A Minnesota judge appointed by former President Bill Clinton offered no prison time to an anti-deportation activist who was convicted of repeatedly assaulting federal officers, including by later punching an arresting agent in the head, during an uprising against Immigration and Customs Enforcement.Clinton-nominated Judge John Tunheim let 28-year-old Isabel Lopez go free at her sentencing hearing on Tuesday, ordering that she only has to pay a small $25 fine as penalty for the federal assault charge she pleaded guilty to.“You have suffered the sentence already in many respects,” Tunheim told Lopez. “This is over once you pay the $25.”

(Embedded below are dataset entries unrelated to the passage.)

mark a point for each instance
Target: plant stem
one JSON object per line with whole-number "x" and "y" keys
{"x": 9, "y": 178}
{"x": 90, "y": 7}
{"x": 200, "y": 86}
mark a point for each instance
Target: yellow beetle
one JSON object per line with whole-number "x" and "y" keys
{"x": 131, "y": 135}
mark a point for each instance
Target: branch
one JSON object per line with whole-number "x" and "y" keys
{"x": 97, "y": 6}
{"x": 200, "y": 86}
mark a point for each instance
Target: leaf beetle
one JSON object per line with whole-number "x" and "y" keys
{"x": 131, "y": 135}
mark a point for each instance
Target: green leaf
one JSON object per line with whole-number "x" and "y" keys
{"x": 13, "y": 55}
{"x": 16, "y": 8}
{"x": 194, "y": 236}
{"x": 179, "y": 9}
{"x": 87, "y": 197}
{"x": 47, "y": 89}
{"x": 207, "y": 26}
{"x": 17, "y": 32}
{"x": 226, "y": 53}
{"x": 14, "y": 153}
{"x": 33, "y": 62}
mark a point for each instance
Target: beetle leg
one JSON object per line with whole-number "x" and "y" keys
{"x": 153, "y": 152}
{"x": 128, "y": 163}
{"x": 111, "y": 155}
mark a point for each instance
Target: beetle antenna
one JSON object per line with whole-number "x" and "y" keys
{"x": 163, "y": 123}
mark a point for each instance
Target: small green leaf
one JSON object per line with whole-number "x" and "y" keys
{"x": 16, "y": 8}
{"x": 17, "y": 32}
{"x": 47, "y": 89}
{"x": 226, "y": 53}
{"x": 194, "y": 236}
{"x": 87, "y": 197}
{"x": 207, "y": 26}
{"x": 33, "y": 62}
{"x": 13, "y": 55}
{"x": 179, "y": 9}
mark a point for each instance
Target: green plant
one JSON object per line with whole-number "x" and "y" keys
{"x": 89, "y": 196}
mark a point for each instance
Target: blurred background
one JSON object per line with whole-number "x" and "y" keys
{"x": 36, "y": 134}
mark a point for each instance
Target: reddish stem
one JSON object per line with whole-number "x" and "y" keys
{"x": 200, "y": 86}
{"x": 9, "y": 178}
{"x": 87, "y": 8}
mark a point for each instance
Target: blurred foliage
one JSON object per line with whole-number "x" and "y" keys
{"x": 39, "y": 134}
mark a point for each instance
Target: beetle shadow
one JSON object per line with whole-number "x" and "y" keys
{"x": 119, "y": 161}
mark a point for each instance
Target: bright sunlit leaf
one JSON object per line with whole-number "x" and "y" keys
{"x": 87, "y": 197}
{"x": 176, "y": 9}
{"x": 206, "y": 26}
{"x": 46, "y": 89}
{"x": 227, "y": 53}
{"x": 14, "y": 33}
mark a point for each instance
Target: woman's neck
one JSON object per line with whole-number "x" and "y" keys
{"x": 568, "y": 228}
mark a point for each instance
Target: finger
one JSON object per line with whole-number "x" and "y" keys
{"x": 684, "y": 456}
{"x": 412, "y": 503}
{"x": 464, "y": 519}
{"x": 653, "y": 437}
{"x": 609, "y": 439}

Her defense attorneys had argued in a sentencing plea, requesting at most a probationary period of three months, that Lopez has been “highly traumatized by being arrested, jailed for a couple of days, and having to endure a felony prosecution for a year.” Tunheim on Tuesday granted Lopez’s request that he respect the non-incarceration plea deal she struck and allowed her to avoid probation altogether.Lopez, who has been out of jail on supervised release since June 2025, was charged with three felony counts of assaulting, resisting, or impeding federal officers over a violent Minneapolis riot she participated in last year, plus one felony count of obstructing law enforcement during a civil disorder. However, ahead of sentencing, she pleaded down to a single Class A misdemeanor of the assault charge.